Goulue comme un goéland
ou une enfant
je me balance fort sur la terre
encore et plus fort
encore.
(Audre Lorde, Love poem, 1973)
Mémoire
La mémoire n'est pas seulement
dans la tête. Il est minuit,
tu as existé jadis, tu existes
encore, toute ma peau
aussi sensible qu'un oeil,
empreinte de toi
rayonnant contre moi,
allumette brûlée dans une pièce sombre.
(Margaret Atwwod, Laisse-moi te dire)
Mon eau n’écoute pas
mon eau chante comme un secret
Mon eau ne chante pas
mon eau exulte comme un secret
Mon eau travaille
et à travers tout roseau exulte
jusqu’au lait du rire
Mon eau est un petit enfant
mon eau est un sourd
mon eau est un géant qui te tient sur la poitrine un lion
ô vin
vaste immense
par le basilic de ton regard complice et somptueux
(Aimé Césaire)
Des nuages s'étirent, s'étirent irréels,
Entre les branches noires enlacés.
Tout l'hiver devant ma fenêtre, qui s'en va
Et la danse de lumière sur les crêtes lointaines.
Cet oiseau jamais aperçu !
Et le printemps et mon amour.
Mes yeux qui s'éclairent, mes lèvres qui éclosent,
Mon corps
Il fait très doux et très clair.
Le monde est calme autour, en tendresse.
Oh ! un moment, rien qu'un moment de calme pour
toute souffrance.
Car Dossie pleure les cris matinaux de ses enfants.
Du monde je ne vois qu'un rectangle bleu
Strié de noir luisant.
Les branches tendent leurs bourgeons au soleil,
Lèvres ouvertes, lèvres offertes.
Je n'entends que le chant de l'ami inconnu,
Le pas monotone d'un pion
Et mon amour qui pousse dans le silence
Du printemps.
Léopold Sedar Senghor
moi, je remue la marmelade de prunes sur le poêle
avec la longue cuillère en bois de ma grand-mère,
je regarde le jardin, toujours le même à la fin de septembre,
je regarde la vie, toujours plus grande que nous
et je comprends qu'elle n'a pas de synonyme.
(extrait de Ciel à perdre d'Aksinia Mihaylova)
Un texte qui ne relève pas du poème mais plutôt de la prose poétique. Il m'avait été proposé au collège sous forme de dictée et le sentiment de paix qui s'en dégage m'avait durablement impressionnée. Je constate que cet effet est resté intact.
"J'appartiens à un pays que j'ai quitté. Tu ne peux empêcher qu'à cette heure s'y épanouisse au soleil toute une chevelure embaumée de forêts.

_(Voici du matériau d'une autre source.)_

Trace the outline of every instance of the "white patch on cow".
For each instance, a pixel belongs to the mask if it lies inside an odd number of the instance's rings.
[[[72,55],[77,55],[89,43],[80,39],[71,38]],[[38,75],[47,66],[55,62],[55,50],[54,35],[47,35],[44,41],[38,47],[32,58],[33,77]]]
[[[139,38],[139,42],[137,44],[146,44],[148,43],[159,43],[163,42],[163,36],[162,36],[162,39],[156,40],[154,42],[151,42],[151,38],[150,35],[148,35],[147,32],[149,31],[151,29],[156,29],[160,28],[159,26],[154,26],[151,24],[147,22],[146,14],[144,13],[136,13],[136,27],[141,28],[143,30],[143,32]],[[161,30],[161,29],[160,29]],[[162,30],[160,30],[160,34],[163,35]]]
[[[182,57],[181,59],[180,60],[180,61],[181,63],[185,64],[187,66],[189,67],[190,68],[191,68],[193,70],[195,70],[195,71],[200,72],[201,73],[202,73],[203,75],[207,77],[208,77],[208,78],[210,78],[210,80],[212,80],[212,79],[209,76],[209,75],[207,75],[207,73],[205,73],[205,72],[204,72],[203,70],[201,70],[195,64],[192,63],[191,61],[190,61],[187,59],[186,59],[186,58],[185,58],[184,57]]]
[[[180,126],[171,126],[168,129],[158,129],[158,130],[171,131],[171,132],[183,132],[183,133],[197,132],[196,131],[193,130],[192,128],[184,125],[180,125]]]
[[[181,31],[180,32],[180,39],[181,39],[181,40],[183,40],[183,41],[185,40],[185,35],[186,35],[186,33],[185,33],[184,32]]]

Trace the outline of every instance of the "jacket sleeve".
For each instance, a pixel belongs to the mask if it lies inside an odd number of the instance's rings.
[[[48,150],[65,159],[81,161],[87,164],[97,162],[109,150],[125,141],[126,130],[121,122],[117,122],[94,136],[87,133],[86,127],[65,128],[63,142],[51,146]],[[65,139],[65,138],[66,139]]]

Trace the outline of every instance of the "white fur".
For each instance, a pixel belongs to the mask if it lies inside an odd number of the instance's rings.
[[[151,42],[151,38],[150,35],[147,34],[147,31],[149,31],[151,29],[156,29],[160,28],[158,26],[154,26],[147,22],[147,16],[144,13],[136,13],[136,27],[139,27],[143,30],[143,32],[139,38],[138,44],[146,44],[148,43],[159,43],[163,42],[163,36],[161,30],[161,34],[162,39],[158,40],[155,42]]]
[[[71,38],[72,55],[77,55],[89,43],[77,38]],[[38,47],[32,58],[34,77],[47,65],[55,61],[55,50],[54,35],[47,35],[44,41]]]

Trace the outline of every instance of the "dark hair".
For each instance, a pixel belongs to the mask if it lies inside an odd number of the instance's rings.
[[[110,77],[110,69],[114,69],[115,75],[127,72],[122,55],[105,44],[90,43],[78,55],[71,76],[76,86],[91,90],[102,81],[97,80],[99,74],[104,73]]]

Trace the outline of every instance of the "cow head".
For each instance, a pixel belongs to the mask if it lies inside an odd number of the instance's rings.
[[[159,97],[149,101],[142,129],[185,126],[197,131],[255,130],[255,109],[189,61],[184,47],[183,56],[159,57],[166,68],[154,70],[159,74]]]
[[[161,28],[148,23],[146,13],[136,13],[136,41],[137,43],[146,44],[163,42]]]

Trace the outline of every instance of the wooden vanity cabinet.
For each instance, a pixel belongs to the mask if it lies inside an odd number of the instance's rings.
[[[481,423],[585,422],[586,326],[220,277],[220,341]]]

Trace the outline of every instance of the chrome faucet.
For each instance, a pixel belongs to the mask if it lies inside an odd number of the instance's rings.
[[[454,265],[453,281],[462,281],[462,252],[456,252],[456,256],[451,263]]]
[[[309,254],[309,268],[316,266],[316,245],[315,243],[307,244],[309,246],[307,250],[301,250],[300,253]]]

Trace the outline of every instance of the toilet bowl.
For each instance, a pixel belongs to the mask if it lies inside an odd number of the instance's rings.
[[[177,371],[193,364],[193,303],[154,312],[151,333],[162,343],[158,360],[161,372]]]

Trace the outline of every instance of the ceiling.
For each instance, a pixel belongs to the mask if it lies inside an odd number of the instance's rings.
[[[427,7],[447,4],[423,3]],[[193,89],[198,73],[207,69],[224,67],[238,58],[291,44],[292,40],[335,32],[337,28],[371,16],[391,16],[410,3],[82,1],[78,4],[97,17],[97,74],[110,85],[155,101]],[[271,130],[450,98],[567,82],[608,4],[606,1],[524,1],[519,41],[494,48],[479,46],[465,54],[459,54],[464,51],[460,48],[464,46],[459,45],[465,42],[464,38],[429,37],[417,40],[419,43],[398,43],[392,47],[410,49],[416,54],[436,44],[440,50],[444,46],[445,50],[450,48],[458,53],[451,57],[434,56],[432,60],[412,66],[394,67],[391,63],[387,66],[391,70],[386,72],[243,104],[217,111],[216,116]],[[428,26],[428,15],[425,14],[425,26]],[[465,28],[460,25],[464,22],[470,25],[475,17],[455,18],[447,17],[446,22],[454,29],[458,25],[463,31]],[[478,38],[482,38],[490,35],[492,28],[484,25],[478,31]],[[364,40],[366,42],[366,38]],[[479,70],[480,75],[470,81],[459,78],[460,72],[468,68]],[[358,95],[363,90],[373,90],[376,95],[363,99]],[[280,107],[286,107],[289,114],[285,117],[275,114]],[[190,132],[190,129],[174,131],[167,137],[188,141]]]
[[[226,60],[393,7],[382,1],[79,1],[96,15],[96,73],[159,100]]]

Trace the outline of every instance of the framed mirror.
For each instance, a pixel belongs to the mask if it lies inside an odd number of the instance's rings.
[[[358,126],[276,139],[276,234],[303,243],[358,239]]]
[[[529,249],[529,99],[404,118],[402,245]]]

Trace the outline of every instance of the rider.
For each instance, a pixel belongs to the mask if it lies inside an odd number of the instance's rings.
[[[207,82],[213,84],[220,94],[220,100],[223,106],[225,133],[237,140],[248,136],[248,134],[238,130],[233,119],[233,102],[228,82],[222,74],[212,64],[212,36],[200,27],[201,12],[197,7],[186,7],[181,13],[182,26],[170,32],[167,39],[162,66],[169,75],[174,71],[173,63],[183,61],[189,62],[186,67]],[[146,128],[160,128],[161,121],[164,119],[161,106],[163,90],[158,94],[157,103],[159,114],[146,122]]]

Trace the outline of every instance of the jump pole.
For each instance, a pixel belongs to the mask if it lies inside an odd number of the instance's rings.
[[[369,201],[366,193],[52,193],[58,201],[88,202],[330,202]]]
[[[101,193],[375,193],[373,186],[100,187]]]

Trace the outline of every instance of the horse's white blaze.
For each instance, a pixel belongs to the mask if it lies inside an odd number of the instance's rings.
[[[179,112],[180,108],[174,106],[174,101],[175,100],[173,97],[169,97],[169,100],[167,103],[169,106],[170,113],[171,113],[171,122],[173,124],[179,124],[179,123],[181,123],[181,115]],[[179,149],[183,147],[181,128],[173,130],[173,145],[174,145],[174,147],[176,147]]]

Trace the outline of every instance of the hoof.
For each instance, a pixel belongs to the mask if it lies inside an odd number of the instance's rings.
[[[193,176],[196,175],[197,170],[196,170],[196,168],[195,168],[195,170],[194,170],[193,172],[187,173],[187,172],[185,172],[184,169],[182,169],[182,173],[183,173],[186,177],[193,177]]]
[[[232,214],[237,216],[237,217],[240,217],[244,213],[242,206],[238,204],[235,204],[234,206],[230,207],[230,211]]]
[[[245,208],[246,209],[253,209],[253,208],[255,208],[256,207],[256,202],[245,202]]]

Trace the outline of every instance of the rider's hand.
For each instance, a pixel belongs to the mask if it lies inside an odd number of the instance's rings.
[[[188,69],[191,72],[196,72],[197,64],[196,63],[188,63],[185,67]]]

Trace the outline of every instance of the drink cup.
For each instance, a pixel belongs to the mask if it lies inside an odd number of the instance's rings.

Rien ne peut empêcher qu'à cette heure l'herbe profonde y noie le pied des arbres d'un vert délicieux dont mon âme a soif... Viens, toi qui l'ignores, viens que je te dise tout bas : le parfum des bois de mon pays égale la fraise et la rose ! Tu jurerais, quand les taillis de ronces y sont en fleurs, qu'un fruit mûrit on ne sait où, - là-bas, ici, tout près, - un fruit insaisissable qu'on aspire en ouvrant les narines. Tu jurerais, quand l'automne pénètre et meurtrit les feuillages tombés, qu'une pomme tombée vient de choir, et tu la cherches et tu la flaires, ici, là-bas, tout près...
Et si tu passais en juin, entre les prairies fauchées, à l'heure où la lune ruisselle sur les meules rondes qui sont les dunes de mon pays, tu sentirais à leur parfum s'ouvrir ton cœur. Tu fermerais les yeux, avec cette fierté grave dont tu voiles ta volupté, et tu laisserais tomber ta tête, avec un muet soupir...

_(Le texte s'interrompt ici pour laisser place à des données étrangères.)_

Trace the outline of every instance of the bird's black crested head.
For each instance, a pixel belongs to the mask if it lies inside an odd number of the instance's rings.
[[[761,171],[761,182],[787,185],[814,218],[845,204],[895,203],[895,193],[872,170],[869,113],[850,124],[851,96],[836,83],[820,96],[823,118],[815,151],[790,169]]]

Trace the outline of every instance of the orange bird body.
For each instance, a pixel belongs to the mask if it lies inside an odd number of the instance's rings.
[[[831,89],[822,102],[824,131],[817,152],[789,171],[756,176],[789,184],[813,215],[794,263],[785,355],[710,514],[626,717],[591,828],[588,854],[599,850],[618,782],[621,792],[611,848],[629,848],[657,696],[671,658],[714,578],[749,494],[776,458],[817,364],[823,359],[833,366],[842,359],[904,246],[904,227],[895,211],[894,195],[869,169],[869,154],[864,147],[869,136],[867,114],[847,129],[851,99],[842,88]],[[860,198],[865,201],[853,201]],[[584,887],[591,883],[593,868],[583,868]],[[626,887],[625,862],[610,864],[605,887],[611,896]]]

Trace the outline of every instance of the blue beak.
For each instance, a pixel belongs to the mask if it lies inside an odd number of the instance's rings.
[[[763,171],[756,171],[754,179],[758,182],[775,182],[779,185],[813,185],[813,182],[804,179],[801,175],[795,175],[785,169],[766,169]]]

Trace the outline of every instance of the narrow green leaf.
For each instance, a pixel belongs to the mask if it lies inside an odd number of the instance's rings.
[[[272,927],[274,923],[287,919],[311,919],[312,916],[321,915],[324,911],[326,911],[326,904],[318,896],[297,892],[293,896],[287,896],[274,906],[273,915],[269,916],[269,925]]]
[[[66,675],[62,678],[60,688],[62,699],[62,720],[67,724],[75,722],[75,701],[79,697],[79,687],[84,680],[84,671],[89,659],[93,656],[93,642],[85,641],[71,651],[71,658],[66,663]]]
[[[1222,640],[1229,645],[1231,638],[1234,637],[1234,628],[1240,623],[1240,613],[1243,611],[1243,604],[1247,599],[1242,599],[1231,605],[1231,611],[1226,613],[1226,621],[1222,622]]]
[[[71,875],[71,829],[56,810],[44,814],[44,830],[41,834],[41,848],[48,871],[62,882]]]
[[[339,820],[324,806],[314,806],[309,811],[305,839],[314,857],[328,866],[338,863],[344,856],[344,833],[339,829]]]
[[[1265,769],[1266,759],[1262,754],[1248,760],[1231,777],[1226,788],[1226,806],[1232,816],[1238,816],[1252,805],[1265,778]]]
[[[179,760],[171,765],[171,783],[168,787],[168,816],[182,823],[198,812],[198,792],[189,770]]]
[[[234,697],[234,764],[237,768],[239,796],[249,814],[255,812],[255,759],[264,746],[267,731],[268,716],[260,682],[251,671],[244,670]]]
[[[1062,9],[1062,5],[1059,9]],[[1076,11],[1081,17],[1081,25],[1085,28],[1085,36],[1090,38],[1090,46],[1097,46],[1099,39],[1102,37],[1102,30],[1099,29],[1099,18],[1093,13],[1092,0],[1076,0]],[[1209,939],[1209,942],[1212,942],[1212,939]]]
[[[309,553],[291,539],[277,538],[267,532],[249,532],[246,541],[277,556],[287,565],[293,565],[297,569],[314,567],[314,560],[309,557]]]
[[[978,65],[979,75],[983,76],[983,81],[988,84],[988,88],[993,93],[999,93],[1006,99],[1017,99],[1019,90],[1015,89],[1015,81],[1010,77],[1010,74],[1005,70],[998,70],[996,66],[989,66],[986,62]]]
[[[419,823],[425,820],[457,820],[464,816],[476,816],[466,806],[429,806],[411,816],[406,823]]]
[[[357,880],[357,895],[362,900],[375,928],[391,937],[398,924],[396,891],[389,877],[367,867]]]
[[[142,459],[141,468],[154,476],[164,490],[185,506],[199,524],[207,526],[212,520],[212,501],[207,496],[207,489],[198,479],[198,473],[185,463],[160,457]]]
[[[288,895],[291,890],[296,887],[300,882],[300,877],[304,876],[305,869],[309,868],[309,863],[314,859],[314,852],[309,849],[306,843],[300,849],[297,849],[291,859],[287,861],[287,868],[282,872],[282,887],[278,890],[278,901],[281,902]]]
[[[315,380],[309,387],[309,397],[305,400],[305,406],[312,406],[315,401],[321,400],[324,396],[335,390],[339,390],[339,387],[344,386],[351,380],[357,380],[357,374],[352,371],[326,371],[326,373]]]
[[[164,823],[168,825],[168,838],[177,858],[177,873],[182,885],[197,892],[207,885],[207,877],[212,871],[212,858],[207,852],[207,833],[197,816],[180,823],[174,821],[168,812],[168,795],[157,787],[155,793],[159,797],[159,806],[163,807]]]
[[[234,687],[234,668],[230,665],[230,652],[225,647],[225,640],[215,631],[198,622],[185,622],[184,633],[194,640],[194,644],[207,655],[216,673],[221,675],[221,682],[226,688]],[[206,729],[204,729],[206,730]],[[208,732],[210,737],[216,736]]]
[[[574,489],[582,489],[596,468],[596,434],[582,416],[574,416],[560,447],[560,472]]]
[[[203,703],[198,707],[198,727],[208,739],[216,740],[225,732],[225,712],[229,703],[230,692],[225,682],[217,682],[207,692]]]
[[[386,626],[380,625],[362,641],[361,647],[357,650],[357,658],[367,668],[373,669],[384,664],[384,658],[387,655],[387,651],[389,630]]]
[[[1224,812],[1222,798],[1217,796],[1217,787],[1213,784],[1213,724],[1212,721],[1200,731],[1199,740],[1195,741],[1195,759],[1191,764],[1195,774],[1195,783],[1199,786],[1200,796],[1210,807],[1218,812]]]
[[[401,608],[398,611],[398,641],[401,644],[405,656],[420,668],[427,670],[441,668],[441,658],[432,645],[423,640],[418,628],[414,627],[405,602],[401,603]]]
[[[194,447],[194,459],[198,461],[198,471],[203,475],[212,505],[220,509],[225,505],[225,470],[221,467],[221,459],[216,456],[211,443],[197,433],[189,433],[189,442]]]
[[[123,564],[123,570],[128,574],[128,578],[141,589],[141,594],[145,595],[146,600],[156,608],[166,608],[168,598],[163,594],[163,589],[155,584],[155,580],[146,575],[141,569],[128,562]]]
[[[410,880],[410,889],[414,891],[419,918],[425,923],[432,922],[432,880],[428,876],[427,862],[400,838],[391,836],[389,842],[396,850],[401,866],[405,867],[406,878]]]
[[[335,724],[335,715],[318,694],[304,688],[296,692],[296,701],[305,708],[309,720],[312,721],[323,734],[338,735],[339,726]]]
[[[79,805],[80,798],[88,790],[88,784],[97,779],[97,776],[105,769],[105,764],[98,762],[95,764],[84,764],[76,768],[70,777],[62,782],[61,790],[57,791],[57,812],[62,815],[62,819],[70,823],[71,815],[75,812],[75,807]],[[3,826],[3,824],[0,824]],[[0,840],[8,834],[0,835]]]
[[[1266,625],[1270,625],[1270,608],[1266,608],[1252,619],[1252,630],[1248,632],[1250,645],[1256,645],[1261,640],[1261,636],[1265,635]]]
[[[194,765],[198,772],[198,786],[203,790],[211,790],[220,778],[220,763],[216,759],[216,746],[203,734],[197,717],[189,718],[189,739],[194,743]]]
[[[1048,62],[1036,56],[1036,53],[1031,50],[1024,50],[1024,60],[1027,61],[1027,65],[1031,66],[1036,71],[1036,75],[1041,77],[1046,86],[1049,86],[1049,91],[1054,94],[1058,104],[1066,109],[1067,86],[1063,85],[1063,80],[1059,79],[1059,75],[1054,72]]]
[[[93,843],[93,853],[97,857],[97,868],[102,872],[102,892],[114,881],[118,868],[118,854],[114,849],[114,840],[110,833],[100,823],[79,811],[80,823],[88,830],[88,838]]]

Et si tu arrivais, un jour d'été dans mon pays, au fond d'un jardin que je connais, un jardin noir de verdure et sans fleurs, si tu regardais bleuir, au lointain, une montagne ronde où les cailloux, les papillons et les chardons se teignent du même azur mauve et poussiéreux, tu m'oublierais, et tu t'assoirais là pour n'en plus bouger jusqu'au terme de ta vie.
Il y a encore, dans mon pays, une vallée étroite comme un berceau où, le soir, s'étire et flotte un fil de brouillard, un brouillard ténu, blanc, vivant, un gracieux spectre de brume couché sur l'air humide... Animé d'un lent mouvement d'onde, il se fond en lui-même et se fait tour à tour nuage, femme endormie, serpent langoureux, cheval à cou de chimère... Si tu restes trop tard penché vers lui sur l'étroite vallée, à boire l'air glacé qui porte ce brouillard vivant comme une âme, un frisson te saisira, et toute la nuit tes songes seront fous...
Ecoute encore, donne tes mains dans les miennes : si tu suivais, dans mon pays, un petit chemin que je connais, jaune et bordé de digitales d'un rose brûlant, tu croirais gravir le sentier enchanté qui mène hors de la vie... Le chant bondissant des frelons fourrés de velours t'y entraîne et bat à tes oreilles comme le sang même de ton cœur, jusqu'à la forêt, là-haut, où finit le monde... C'est une forêt ancienne, oubliée des hommes, et toute pareille au paradis, écoute bien car..."
(Colette, Les vrilles de la vigne, « Jour gris », 1908.)
Ce n'est pas le poème du moment, sinon celui que je préfère pour sa force. Et il y a plus fort que la douleur?
C'est Elegía a Ramón Sijé, de Miguel Hernández de la génération du 27.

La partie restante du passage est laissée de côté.